Teaching Environmental Inequality: Watching “Come Hell or High Water: The Battle for Turkey Creek”

This is the second in a series of blog posts about the Environmental Inequality class I taught this fall. The first post shared the class syllabus and research project. This post covers a movie I’ve enjoyed using the last two times I taught the class, Leah Mahan’s Come Hell or High Water: The Battle for Turkey Creek.  Here’s the film description:

Come Hell or High Water: The Battle for Turkey Creek  follows the painful but inspiring journey of Derrick Evans, a Boston teacher who moves home to coastal Mississippi when the graves of his ancestors are bulldozed to make way for the sprawling city of Gulfport.

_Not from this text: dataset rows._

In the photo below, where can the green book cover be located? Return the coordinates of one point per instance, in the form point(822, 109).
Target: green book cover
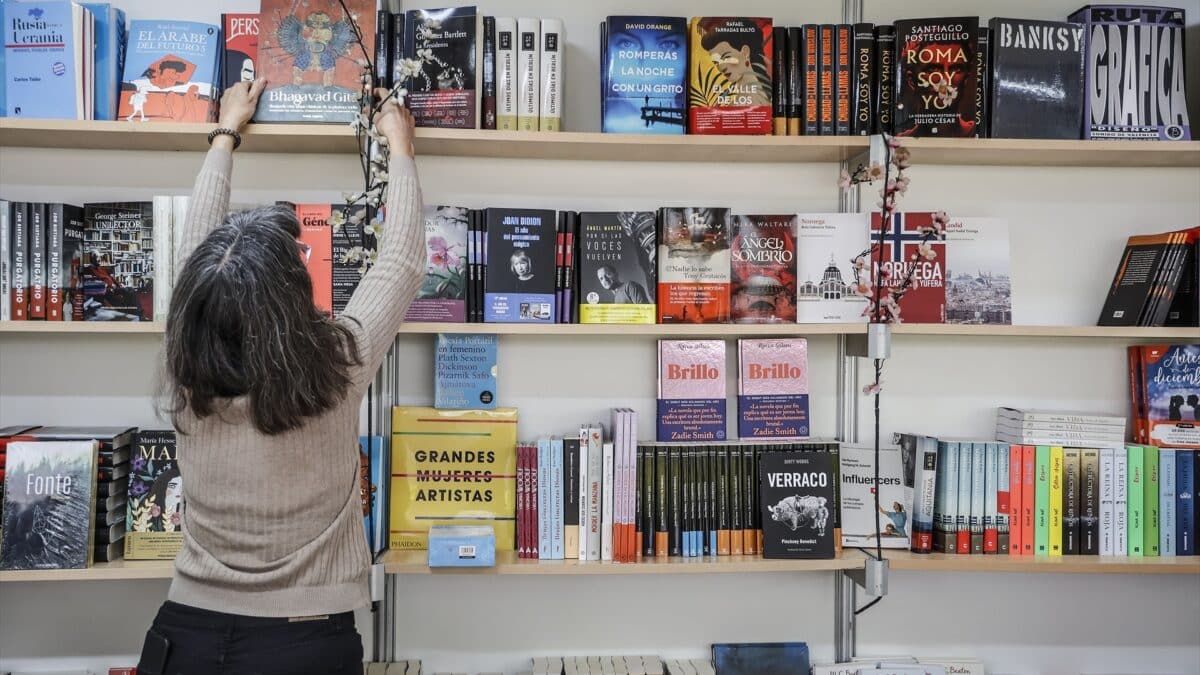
point(1042, 501)
point(1150, 494)
point(1135, 496)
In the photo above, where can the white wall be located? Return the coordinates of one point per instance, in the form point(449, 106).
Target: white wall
point(1068, 226)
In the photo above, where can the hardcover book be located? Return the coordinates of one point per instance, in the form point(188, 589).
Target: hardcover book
point(773, 388)
point(443, 294)
point(172, 72)
point(935, 78)
point(1134, 72)
point(465, 371)
point(1037, 79)
point(691, 390)
point(310, 58)
point(730, 73)
point(763, 269)
point(694, 266)
point(617, 267)
point(797, 500)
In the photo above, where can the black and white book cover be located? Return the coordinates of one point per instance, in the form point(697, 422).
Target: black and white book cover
point(1037, 78)
point(797, 490)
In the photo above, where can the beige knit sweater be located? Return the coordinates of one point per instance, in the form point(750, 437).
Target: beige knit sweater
point(274, 524)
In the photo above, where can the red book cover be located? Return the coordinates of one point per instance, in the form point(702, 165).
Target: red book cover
point(925, 299)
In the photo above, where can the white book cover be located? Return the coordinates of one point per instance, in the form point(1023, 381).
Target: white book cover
point(978, 287)
point(528, 66)
point(553, 48)
point(858, 499)
point(826, 249)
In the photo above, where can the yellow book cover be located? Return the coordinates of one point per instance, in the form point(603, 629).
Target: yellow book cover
point(453, 467)
point(1055, 533)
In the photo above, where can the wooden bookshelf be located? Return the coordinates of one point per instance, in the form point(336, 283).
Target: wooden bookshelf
point(1060, 565)
point(603, 147)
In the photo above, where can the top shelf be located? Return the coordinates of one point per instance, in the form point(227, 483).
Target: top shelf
point(603, 147)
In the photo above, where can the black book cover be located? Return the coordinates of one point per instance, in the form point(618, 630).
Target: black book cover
point(797, 505)
point(864, 78)
point(885, 78)
point(935, 79)
point(1037, 79)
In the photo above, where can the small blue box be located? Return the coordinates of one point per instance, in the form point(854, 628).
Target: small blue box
point(462, 545)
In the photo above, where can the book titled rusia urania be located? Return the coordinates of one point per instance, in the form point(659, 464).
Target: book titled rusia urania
point(773, 388)
point(309, 54)
point(691, 390)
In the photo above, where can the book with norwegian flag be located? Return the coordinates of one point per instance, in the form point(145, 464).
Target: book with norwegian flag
point(924, 302)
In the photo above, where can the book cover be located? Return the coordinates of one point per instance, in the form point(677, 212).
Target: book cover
point(155, 526)
point(310, 58)
point(691, 390)
point(730, 73)
point(694, 266)
point(520, 286)
point(797, 496)
point(858, 491)
point(240, 48)
point(773, 388)
point(48, 505)
point(465, 371)
point(1037, 79)
point(443, 294)
point(171, 72)
point(924, 302)
point(763, 269)
point(827, 246)
point(451, 467)
point(617, 267)
point(978, 286)
point(1128, 97)
point(117, 266)
point(935, 78)
point(449, 46)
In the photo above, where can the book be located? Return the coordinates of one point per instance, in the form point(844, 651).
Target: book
point(465, 371)
point(690, 390)
point(443, 294)
point(694, 266)
point(520, 286)
point(730, 75)
point(451, 467)
point(172, 72)
point(935, 77)
point(773, 388)
point(797, 496)
point(617, 273)
point(978, 286)
point(48, 505)
point(310, 58)
point(1127, 97)
point(1037, 79)
point(763, 269)
point(858, 493)
point(449, 46)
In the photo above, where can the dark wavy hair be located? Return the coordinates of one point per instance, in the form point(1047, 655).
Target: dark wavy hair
point(243, 323)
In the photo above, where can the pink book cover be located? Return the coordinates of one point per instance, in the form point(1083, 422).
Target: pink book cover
point(773, 388)
point(691, 390)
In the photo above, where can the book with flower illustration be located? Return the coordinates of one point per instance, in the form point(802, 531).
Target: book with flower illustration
point(154, 518)
point(443, 296)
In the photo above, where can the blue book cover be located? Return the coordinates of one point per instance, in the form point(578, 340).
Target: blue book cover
point(109, 57)
point(43, 76)
point(465, 371)
point(521, 266)
point(172, 71)
point(643, 75)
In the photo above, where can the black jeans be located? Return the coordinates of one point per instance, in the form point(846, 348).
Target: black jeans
point(211, 643)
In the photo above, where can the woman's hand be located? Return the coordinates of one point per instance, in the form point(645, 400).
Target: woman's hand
point(396, 125)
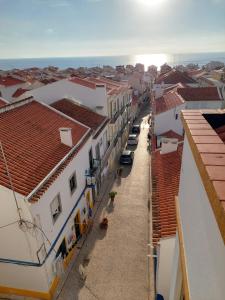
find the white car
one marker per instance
(132, 139)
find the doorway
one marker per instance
(62, 249)
(77, 226)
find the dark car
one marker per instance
(135, 129)
(127, 157)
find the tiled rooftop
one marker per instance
(208, 147)
(10, 81)
(30, 137)
(19, 92)
(174, 77)
(80, 113)
(3, 102)
(172, 135)
(165, 185)
(199, 94)
(167, 102)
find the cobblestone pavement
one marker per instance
(115, 261)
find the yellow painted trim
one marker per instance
(182, 253)
(210, 190)
(53, 287)
(22, 292)
(69, 257)
(31, 293)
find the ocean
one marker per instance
(146, 59)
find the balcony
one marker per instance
(115, 117)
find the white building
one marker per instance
(166, 110)
(104, 96)
(46, 197)
(199, 257)
(98, 154)
(166, 164)
(9, 85)
(169, 79)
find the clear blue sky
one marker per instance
(47, 28)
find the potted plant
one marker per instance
(112, 195)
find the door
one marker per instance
(97, 151)
(77, 226)
(62, 249)
(91, 159)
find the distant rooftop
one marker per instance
(205, 130)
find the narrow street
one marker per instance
(115, 260)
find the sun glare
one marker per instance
(151, 2)
(151, 59)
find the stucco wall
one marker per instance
(164, 268)
(66, 89)
(204, 247)
(167, 121)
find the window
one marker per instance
(56, 208)
(73, 183)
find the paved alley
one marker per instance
(115, 260)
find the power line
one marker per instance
(10, 180)
(3, 226)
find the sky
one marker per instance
(65, 28)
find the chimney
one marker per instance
(168, 145)
(66, 136)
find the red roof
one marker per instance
(165, 186)
(221, 132)
(19, 92)
(199, 94)
(167, 102)
(80, 113)
(3, 102)
(173, 77)
(31, 140)
(9, 81)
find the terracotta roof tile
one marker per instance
(19, 92)
(3, 102)
(30, 137)
(165, 185)
(208, 147)
(80, 113)
(199, 94)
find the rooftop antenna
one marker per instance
(10, 181)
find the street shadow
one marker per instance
(118, 180)
(110, 207)
(126, 171)
(131, 147)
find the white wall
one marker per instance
(167, 121)
(176, 274)
(203, 104)
(164, 268)
(18, 244)
(204, 247)
(24, 245)
(66, 89)
(7, 92)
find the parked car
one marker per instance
(132, 139)
(135, 129)
(127, 157)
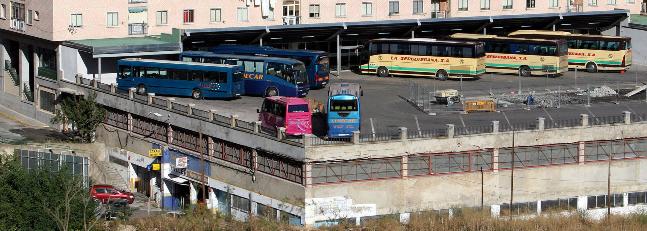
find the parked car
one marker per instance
(108, 193)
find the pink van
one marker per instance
(289, 112)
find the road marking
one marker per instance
(549, 116)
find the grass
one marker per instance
(202, 219)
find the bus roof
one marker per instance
(352, 89)
(158, 61)
(247, 57)
(424, 40)
(494, 37)
(287, 100)
(563, 34)
(267, 49)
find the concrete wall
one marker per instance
(474, 142)
(464, 190)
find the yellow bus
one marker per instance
(589, 52)
(425, 57)
(521, 56)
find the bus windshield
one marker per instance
(343, 105)
(299, 73)
(324, 63)
(298, 108)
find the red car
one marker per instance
(107, 193)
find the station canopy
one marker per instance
(431, 27)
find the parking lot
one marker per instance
(384, 104)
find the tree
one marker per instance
(43, 199)
(83, 116)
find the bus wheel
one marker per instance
(591, 67)
(524, 71)
(271, 92)
(441, 75)
(196, 94)
(382, 72)
(141, 89)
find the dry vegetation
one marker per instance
(466, 220)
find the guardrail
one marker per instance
(189, 110)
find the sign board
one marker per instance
(155, 152)
(181, 162)
(155, 167)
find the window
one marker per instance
(242, 14)
(418, 7)
(216, 15)
(367, 8)
(462, 5)
(76, 20)
(394, 7)
(30, 17)
(314, 10)
(485, 4)
(188, 16)
(553, 3)
(113, 19)
(3, 11)
(340, 10)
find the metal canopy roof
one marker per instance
(595, 20)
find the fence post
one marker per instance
(190, 108)
(585, 119)
(450, 131)
(627, 117)
(131, 93)
(169, 103)
(150, 98)
(355, 137)
(211, 112)
(257, 126)
(403, 133)
(232, 122)
(281, 133)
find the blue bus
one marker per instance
(263, 76)
(343, 109)
(317, 62)
(163, 77)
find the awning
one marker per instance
(178, 180)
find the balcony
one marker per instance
(291, 20)
(439, 14)
(137, 29)
(18, 25)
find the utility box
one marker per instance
(479, 105)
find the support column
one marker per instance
(99, 69)
(338, 55)
(495, 160)
(193, 192)
(580, 152)
(405, 166)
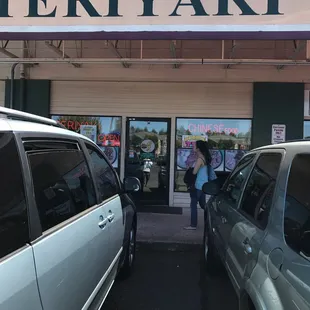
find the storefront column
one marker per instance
(32, 96)
(123, 147)
(172, 162)
(277, 103)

Over the course of a decade, Derrick and his neighbors stand up to powerful corporate interests and politicians and face Hurricane Katrina and the BP oil disaster in their struggle for self-determination and environmental justice.

 

I’ve shown the film in my Environmental Inequality class twice now, and it has been helpful both times. In 2015, we learned about Turkey Creek at multiple points throughout the class. I showed the 2011 Daily Show clip about Turkey Creek early in the semester. My previous descriptions of using this clip are available here, here (at Jan. 13), and here. This time around I showed the clip on the day we were learning about the distinction between the environmental movement and the environmental justice movement. I emphasized that while it is wise to take the the specifics of the Daily Show’s coverage of Turkey Creek with a grain of salt, the clip speaks to real tensions between environmental efforts that focus on habitat preservation and environmental efforts that focus on human wellbeing and cultural preservation. This clip unfailingly generates incredulous responses and good discussion.

A bit later in the class, we returned to Turkey Creek on the day set aside for natural disasters. I used the following two readings that day – the second discusses Turkey Creek:

Finally, I screened Leah Mahan’s documentary toward the end of the class. Returning repeatedly to Turkey Creek in our class gave the students a real-life story to think through as they learned new facets of environmental inequality and the activism that responds to it. Using the film at the end of the class provided a way to tie together and bring alive many of the threads about which we had been learning. Indeed, one of the students was so enthusiastic about the film that she helped me launch an annual environmental justice film screening for Earth Day. The inaugural film featured was, you guessed it, Come Hell or High Water.

Several aspects of the film make it great to show as part of environmental justice education efforts. First, it shows how environmental destruction has impacted human life (most memorably through increases in flooding due to paving over wetlands that previously absorbed heavy rains). Second, it clearly depicts how racism and classism influence development in ways that produce environmental and human harm.

Third, the film addresses the pleasures and cultural significance of the outdoors to the historically black town of Turkey Creek. This is a great antidote to the Daily Show clip, which features a more disdainful view of of the potential pleasures of outdoor activities, even as one of the interviewees appears to be enjoying herself while birding, and another talks about birds’ revered local status. The film’s inclusion of the potential pleasures of the outdoors helps me to correct for the environmental justice literature’s sometimes overly simplistic portrayal of people of color environmentalism as focused exclusively on urban areas and industrial pollution, and white environmentalism as focusing exclusively on habitat preservation and outdoor leisure activities. While racial divisions and tensions between these two approaches are real, it certainly isn’t true that people of color have no relationship to the environment outside of the health impacts of pollution.

Finally, while the film focuses on a central character who leads the charge to protect Turkey Creek, it does not portray him through the usual “great man” narrative. We see clearly that Derrick Evans, the protagonist, is doing important work in his home town. But we also see how difficult the journey is, and how much it costs him. I appreciated that the director resisted the temptation to simplify the problems he faced and depict them as solvable through a single person’s heroic actions. The results is a film that dovetails with my efforts to encourage my students to analyze the complexity of environmental inequality, and the scale of the change necessary to address it.

So, that was what I did with the film in 2015. In the fall of 2016, I showed Come Hell or High Water at the beginning of the semester instead.  I paired the movie with our early coverage of disasters and climate change (see the readings I used this time here). My thinking was that just as the film could be used at the end of the course to help tie everything together, so too it could be used at the beginning to help introduce the course content. This approach also seemed to work well, but I think I prefer the end-of-the-semester screening for the richer, better informed discussion that it generated.

All in all, I recommend the movie! If you use it in your own classes or at a campus screening, I’d love to hear how it goes. I’m sure director Leah Mahan would too.